With some painting projects, you can skate by without priming your material. But in the case of new, unpainted drywall, you cannot do this. This is one area where ignoring the priming stage could have consequences later on down the road.
Even though you should prime your drywall before painting, it is not necessary to overthink this and spend a lot of money. Your best options are:
1. Flat Latex Paint: Simple Is Sometimes Good Enough
If you are not a professional drywall installer seeking utter perfection, then flat latex is your ticket to inexpensive drywall priming.
Flat latex as a pre-coat does not hit all of the sweet spots listed below with the drywall-specific primers. But it hits enough to satisfy the needs of most homeowners.
Many drywall manufacturers, such as USG, even recommend plain flat latex paint as a viable type of drywall primer.
2. Behr Premium Plus Drywall Primer and Sealer: For Inexpensive Sealing
Home Depot can be counted on for cheap, basic quality paint. While their premium pants like Behr Marquee may leave something to be desired, it is hard to go wrong with a rock-bottom cheap (about $13/gallon) primer/sealer such as this one.
Yes, you can tint it if you want. However, it comes in a neutral color that is compatible with any top coat.
3. Sheetrock Brand First Coat: Skimcoating, Yet Without the Work of Skimcoating
Skimcoating, listed below, is an excellent way to prime drywall--at a very low cost. But all of that skimming is more work than rolling out paint.
First Coat, by USG, takes drywall priming to its logical conclusion.
In an apt comparison, one professional painter characterizes First Coat as a primer that operates just like skimcoating.
First Coat costs more than flat latex and "hiding paints," but it is specially formulated for drywall priming.
It contains a vinyl acrylic binder and calcium carbonate filler to equalize surface textures.
4. "Hiding Paints" Such As Benjamin Moore Super Hide: For Troublesome Drywall
Super Hide takes the concept one more step. Super Hide is still flat latex, but it is slightly thicker and has more color-hiding properties than plain flat latex.
There are a lot of "hiding paints" on the market, and any one is just as good as Super Hide. Just make sure that it is compatible with raw drywall, though.
5. Skimcoating With Drywall Compound: For a Level 5 Finish
Skimcoating is the process of using a drywall taping knife to scrape on, and then immediately scrape off, drywall compound from raw drywall. The remaining compound that your knife cannot scrape off is the skimcoat.
This is the fabled Level 5 drywall finishing step that professional wall installers do to achieve perfect wall texture. Can you do this?
Yes. But it is far easier for the average homeowner to roll on any of the compounds listed above than to skimcoat an entire room--or several rooms. The result is about the same, yet the amount of work is lessened.
New Drywall = Varying Textures
The root of the problem is that new, finished drywall will present you with three different textures, each with differing absorption rates:
- Sanded Joint Compound ("Mud"): These are the sanded-down joints and screw holes.

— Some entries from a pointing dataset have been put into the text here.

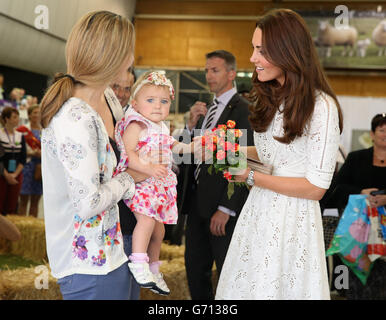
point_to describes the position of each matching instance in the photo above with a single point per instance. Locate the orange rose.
(231, 124)
(238, 133)
(220, 155)
(227, 175)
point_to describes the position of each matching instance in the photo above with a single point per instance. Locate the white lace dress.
(277, 249)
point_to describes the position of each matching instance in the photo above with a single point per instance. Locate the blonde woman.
(84, 240)
(31, 189)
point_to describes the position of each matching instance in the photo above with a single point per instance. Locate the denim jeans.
(134, 288)
(112, 286)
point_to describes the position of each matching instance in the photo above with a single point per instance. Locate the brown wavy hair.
(99, 43)
(288, 45)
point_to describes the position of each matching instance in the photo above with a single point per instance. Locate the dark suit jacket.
(212, 188)
(357, 173)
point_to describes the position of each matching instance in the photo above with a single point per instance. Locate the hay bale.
(23, 284)
(32, 244)
(175, 277)
(170, 252)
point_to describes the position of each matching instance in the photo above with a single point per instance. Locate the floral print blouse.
(81, 215)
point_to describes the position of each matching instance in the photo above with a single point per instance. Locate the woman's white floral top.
(80, 196)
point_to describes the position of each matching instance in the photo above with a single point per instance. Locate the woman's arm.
(289, 186)
(250, 152)
(130, 140)
(180, 147)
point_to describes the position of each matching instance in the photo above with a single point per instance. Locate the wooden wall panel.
(182, 44)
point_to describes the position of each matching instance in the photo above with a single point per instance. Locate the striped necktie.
(211, 114)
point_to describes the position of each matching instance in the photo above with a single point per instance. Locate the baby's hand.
(158, 171)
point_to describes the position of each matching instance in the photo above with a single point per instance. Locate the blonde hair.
(142, 77)
(99, 43)
(142, 82)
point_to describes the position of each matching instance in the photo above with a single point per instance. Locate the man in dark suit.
(211, 215)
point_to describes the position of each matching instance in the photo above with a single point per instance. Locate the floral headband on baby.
(157, 78)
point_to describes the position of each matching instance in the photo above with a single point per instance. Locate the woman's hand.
(158, 171)
(10, 177)
(239, 175)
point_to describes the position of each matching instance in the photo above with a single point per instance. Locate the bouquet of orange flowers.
(223, 143)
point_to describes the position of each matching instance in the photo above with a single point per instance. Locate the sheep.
(329, 36)
(362, 47)
(379, 37)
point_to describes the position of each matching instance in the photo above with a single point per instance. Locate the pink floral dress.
(156, 198)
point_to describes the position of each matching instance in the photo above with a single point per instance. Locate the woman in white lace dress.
(277, 249)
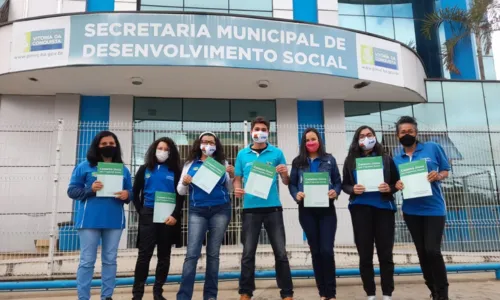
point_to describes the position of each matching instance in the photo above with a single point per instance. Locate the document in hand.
(316, 186)
(370, 172)
(164, 206)
(111, 177)
(209, 174)
(414, 177)
(260, 180)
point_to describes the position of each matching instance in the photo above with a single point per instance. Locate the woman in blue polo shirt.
(160, 174)
(99, 218)
(425, 216)
(207, 213)
(318, 223)
(372, 213)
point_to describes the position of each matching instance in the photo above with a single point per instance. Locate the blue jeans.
(320, 230)
(275, 228)
(215, 219)
(89, 241)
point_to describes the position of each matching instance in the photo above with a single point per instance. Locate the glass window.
(491, 96)
(160, 8)
(163, 2)
(402, 10)
(252, 13)
(474, 148)
(351, 7)
(352, 22)
(489, 68)
(464, 105)
(380, 26)
(430, 116)
(205, 110)
(391, 112)
(434, 92)
(405, 32)
(157, 109)
(251, 5)
(378, 10)
(362, 113)
(207, 4)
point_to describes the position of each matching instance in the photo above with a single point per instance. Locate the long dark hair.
(173, 161)
(355, 150)
(93, 154)
(301, 160)
(196, 153)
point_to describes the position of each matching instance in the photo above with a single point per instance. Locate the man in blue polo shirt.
(258, 211)
(425, 216)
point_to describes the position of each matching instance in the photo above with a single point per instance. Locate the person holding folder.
(99, 219)
(372, 213)
(158, 227)
(425, 216)
(257, 166)
(318, 221)
(208, 211)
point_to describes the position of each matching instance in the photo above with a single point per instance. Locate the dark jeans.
(151, 235)
(320, 231)
(374, 225)
(273, 223)
(427, 234)
(202, 219)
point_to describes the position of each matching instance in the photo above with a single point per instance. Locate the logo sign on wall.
(203, 40)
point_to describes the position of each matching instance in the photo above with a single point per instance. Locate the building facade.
(150, 68)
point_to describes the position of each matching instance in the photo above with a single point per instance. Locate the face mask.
(312, 146)
(260, 137)
(108, 151)
(368, 143)
(407, 140)
(162, 156)
(208, 150)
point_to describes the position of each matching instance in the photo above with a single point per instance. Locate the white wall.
(27, 152)
(286, 116)
(335, 139)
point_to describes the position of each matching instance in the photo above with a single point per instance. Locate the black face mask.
(108, 151)
(407, 140)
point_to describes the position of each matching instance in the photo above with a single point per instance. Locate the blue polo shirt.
(244, 161)
(161, 179)
(436, 160)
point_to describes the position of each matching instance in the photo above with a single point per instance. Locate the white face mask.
(260, 137)
(161, 155)
(368, 143)
(208, 150)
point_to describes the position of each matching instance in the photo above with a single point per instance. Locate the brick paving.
(482, 286)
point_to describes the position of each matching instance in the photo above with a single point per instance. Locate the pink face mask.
(312, 146)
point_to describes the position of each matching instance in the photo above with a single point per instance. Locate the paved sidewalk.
(482, 286)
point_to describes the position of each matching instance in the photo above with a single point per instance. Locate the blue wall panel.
(100, 5)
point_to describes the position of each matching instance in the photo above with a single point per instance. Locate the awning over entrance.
(200, 55)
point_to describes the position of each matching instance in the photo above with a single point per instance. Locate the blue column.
(465, 56)
(100, 5)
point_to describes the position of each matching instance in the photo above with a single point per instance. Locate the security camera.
(136, 80)
(263, 84)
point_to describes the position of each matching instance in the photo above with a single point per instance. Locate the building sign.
(203, 40)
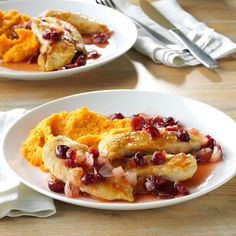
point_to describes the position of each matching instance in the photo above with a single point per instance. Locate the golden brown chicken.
(59, 42)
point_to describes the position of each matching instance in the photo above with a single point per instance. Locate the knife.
(196, 51)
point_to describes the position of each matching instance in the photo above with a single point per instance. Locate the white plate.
(191, 113)
(123, 38)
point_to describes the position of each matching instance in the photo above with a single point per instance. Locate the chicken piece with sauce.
(108, 189)
(83, 23)
(59, 42)
(115, 146)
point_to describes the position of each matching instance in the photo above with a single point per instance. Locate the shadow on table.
(176, 75)
(118, 74)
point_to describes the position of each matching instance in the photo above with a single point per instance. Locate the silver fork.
(155, 36)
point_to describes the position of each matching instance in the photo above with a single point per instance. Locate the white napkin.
(15, 198)
(215, 44)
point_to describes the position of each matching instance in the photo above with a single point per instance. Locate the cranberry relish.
(95, 170)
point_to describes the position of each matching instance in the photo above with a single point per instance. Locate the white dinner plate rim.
(37, 76)
(110, 205)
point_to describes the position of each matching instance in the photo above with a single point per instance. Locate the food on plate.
(58, 44)
(116, 157)
(114, 146)
(56, 40)
(83, 23)
(77, 177)
(81, 125)
(19, 49)
(10, 20)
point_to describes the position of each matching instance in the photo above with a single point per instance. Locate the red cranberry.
(137, 123)
(70, 163)
(94, 152)
(61, 151)
(183, 135)
(88, 178)
(150, 183)
(93, 55)
(203, 155)
(157, 120)
(169, 121)
(33, 60)
(152, 131)
(70, 154)
(51, 34)
(138, 158)
(172, 128)
(210, 142)
(158, 158)
(117, 116)
(81, 60)
(56, 185)
(14, 35)
(100, 38)
(181, 188)
(69, 66)
(27, 25)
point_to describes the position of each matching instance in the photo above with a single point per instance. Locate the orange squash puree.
(23, 45)
(8, 20)
(81, 125)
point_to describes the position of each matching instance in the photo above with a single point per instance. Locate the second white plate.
(191, 113)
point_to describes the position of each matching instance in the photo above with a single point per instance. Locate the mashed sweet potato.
(81, 125)
(9, 20)
(23, 45)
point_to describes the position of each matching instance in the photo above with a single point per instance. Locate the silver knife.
(196, 51)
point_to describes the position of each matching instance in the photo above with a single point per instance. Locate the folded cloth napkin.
(215, 44)
(15, 198)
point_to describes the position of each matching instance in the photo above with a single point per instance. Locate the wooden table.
(211, 214)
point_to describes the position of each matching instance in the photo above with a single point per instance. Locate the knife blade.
(196, 51)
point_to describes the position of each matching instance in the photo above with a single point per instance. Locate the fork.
(155, 36)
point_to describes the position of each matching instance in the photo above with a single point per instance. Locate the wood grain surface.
(212, 214)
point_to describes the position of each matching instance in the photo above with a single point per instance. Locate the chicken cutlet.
(83, 23)
(59, 42)
(115, 146)
(108, 189)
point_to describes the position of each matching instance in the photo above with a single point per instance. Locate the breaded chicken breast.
(115, 146)
(59, 42)
(108, 189)
(177, 167)
(83, 23)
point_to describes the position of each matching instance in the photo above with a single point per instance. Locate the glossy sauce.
(199, 178)
(21, 66)
(25, 66)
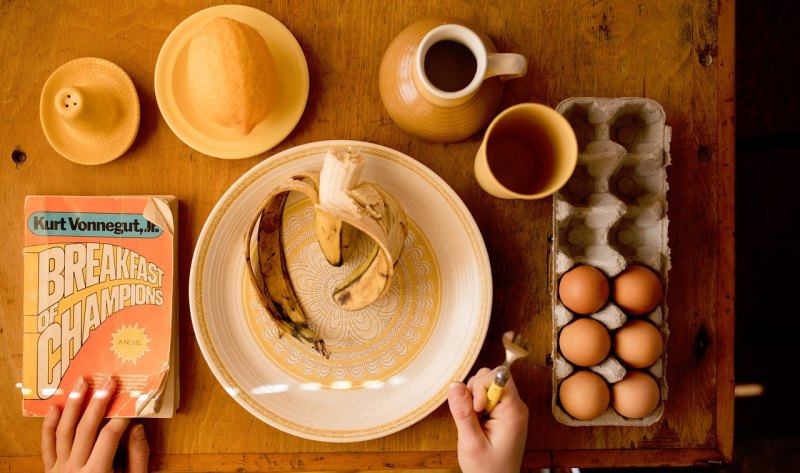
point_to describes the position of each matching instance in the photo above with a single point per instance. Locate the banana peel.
(343, 207)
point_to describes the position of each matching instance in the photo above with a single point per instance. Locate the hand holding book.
(71, 441)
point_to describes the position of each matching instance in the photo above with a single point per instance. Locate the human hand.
(496, 445)
(71, 442)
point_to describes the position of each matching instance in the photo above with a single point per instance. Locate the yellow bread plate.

- Unsanded Drywall Paper: This is the bare drywall paper that lies outside of mudded areas. It has not been touched with the sander.

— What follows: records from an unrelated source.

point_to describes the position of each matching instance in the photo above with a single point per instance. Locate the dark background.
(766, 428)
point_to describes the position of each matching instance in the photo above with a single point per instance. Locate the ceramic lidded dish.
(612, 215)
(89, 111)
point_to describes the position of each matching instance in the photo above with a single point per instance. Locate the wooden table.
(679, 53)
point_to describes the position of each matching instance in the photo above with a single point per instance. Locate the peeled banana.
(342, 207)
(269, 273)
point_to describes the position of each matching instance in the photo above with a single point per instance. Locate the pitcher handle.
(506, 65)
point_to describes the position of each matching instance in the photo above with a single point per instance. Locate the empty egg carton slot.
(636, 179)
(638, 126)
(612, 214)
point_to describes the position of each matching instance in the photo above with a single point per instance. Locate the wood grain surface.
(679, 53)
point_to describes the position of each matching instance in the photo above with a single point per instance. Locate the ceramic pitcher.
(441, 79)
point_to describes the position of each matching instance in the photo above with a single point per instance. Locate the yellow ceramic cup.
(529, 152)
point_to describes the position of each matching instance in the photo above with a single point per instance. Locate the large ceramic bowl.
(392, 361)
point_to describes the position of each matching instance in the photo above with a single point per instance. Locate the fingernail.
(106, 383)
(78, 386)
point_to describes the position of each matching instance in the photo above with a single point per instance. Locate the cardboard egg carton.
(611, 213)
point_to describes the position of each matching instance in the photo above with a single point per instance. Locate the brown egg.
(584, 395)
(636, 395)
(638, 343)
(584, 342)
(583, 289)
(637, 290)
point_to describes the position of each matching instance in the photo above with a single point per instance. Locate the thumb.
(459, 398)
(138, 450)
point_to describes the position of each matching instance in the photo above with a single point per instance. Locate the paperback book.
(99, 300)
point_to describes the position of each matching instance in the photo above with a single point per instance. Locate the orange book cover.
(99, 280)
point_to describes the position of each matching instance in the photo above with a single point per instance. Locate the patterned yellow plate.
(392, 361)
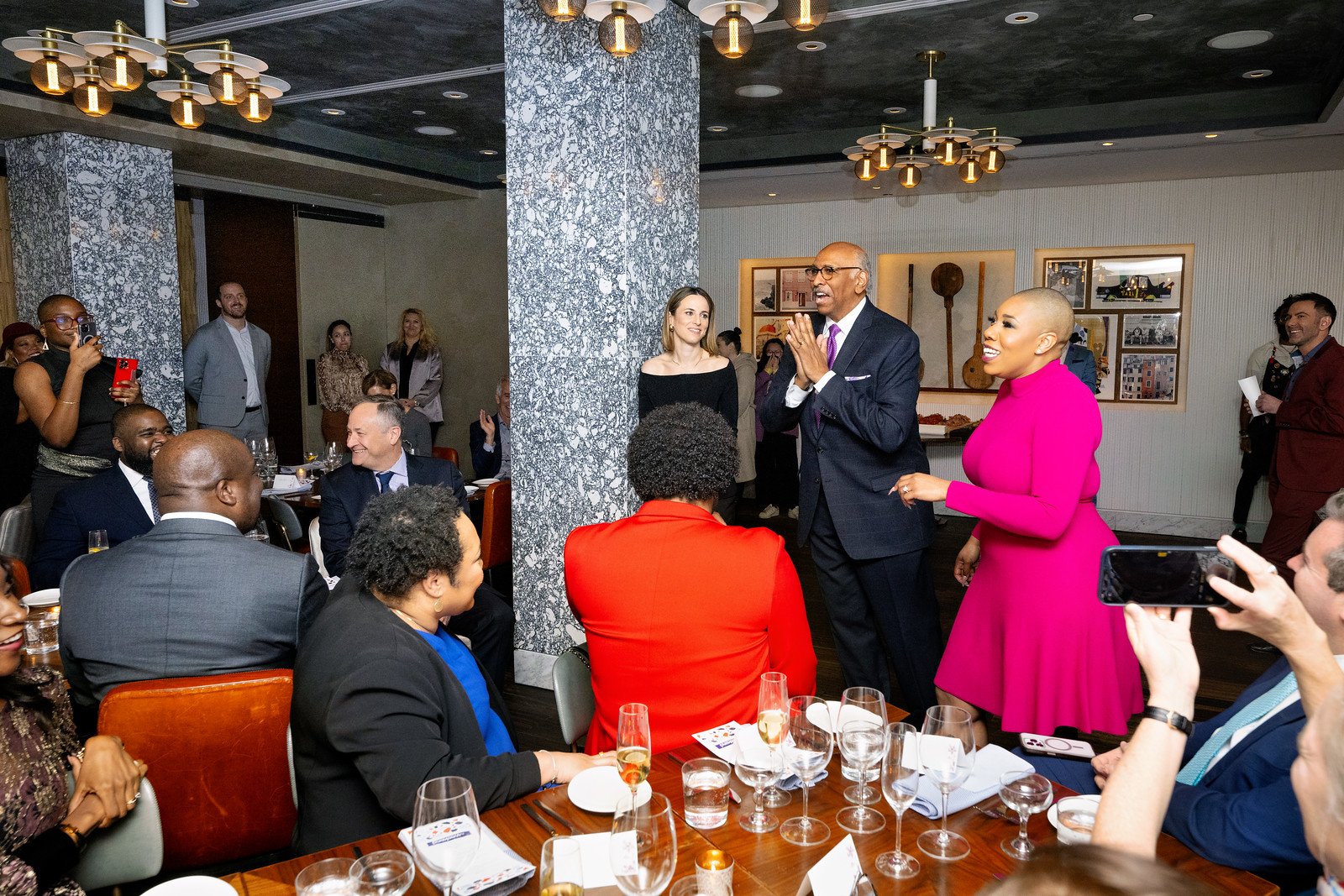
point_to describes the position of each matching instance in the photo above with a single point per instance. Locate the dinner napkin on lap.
(983, 783)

- Sanded Drywall Paper: This is drywall paper beyond mudded areas that has been scuffed from the sander. Expert drywall installers can minimize scuffing, but few DIYers are experts. Thus, some of this paper will become porous and fuzzy.
What Drywall Primer Does
- Color Equalization: Primer equalizes base colors of mud and paper, so that the paint colors can truly shine without interference. With new finished drywall, you will have two base colors: the color of the paper (gray, off-white, or green) and the color of the mud (white or off-white). One coat of flat latex will go a long way towards covering up these colors; thicker drywall primer or "hiding paint" will completely cover them up.
- Equalizes Porosity: Drywall primer soaks into paper, scuffed paper, and mud--areas of differing porosity--and creates a uniformly porous surface for the finish paint coat to stick. Have you ever look at a painted wall from a sharp angle and seen the finished joints show through? This is an effect called "joint banding" or "photographing." Drywall primer will reduce or completely eliminate that effect.